Budget 2016: what’s getting funded, what’s getting the chop

Support us and go ad-free

Chancellor George Osborne will be outlining his eighth budget today, and is expected to announce another £4bn in cuts to public spending.

He echoes previous remarks about his intention for a forward-looking policy of present-day sacrifice, stating that his budget chooses “the long term“.

Other details of the Tories’ upcoming strategy revealed ahead of time are a £1.5bn plan to convert all state schools into academies, with longer school hours, removing them from the provision of local authorities; an upwards of £230m investment in road maintenance in the North, and funding for the Crossrail 2 and HS3 rail projects; a cash reward for low-paid workers who manage to generate savings; and £100m earmarked for tackling the UK’s rising homelessness problem.

Shadow chancellor John McDonnell has responded, calling the Budget:

a press stunt to hide George Osborne’s failures

Mr Osborne has not yet given any indication as to what, specifically, will be defunded by £4bn.

The Mirror predicts a freeze in beer tax, “stuttering wage growth”, and a move away from benefit cuts since last week’s unpopular revelation that the Tories had finally pushed through significant cuts to disability benefits.

Read on...

Support us and go ad-free

There are overlaps with The Telegraph’s predictions too, which are mainly to do with pensions, investments and tax.

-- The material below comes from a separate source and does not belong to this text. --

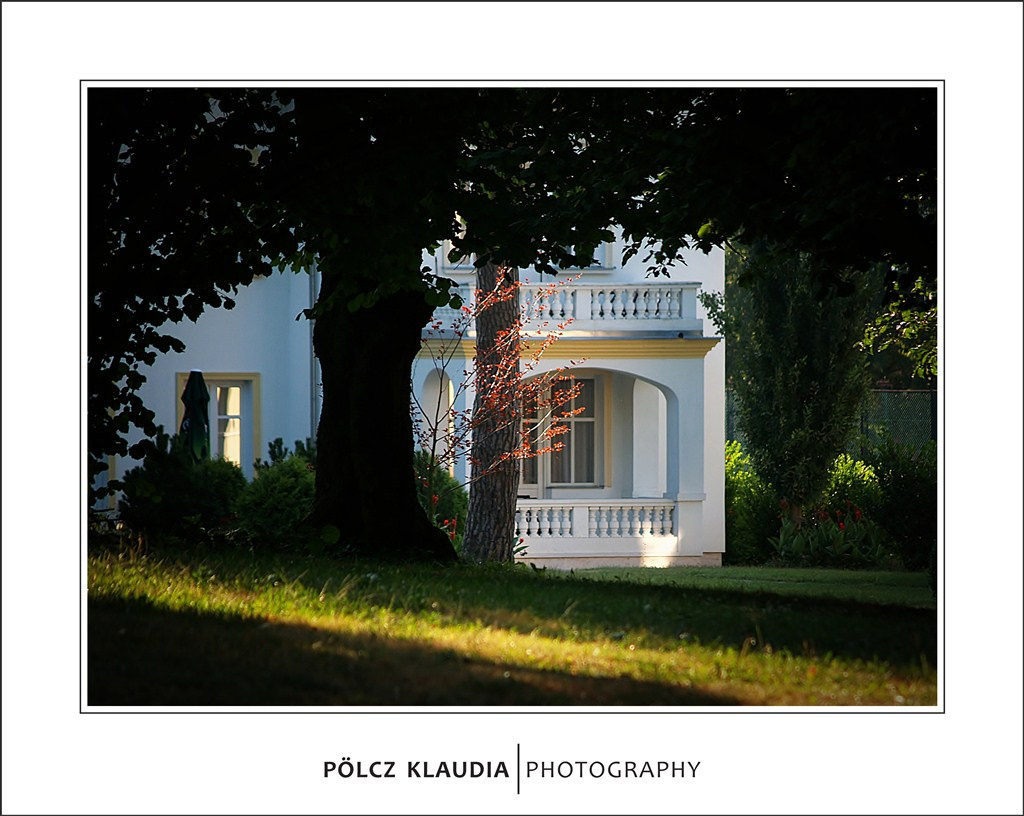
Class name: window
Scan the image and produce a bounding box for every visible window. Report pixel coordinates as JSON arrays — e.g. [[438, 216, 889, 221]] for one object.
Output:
[[176, 372, 261, 478], [520, 378, 600, 498], [210, 385, 242, 467]]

Most of which are only relevant to middle and upper class readers, save for the rise in personal allowance from £10,600 to £11,000 next year (which Osborne had already announced in the Autumn Statement).

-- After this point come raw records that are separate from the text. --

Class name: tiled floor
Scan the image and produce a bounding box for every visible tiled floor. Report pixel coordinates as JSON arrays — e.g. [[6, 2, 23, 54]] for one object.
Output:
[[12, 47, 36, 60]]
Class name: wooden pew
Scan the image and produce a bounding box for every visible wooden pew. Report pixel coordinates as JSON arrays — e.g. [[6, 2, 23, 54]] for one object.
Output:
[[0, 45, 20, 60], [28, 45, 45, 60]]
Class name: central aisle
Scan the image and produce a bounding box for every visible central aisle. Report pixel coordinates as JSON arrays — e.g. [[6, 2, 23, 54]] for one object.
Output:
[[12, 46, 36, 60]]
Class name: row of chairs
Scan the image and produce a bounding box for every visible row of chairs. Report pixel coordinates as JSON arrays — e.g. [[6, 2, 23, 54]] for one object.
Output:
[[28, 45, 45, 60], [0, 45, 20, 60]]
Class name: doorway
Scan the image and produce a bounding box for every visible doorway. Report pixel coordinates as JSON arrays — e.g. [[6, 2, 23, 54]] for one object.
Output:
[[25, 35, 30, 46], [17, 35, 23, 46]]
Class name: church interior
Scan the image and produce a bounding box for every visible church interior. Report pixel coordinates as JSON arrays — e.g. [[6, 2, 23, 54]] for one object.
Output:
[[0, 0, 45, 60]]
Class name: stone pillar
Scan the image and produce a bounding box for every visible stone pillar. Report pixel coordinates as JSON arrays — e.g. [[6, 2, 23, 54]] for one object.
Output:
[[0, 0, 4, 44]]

Osborne had announced the probability of further spending cuts three weeks ago, alleging that “the British economy is smaller than [they] thought” and “global risks are growing”. Osborne’s obsession with cutting public services in order to “balance the books” has not yet paid off, and therefore he marches on.

In the same conversation, he said that Britain is doing “better than most countries” because of the Conservatives’ “economic plan that says we spend what we can afford as a nation.”

Ahead of the announcements of what will actually be defunded, it’s pertinent to ask how Osborne defines “better”, and who he’s referring to when he asks what ‘we’ can “afford”.

Many have already outlined how much the British public are suffering due to the Tories’ austerity agenda, under which Osborne has sold off more public assets than anyone before him, including Thatcher. The Canary has reported many times on the 22% rise in suicide rates, reliance on food banks and a mental health crisis caused by increasing poverty.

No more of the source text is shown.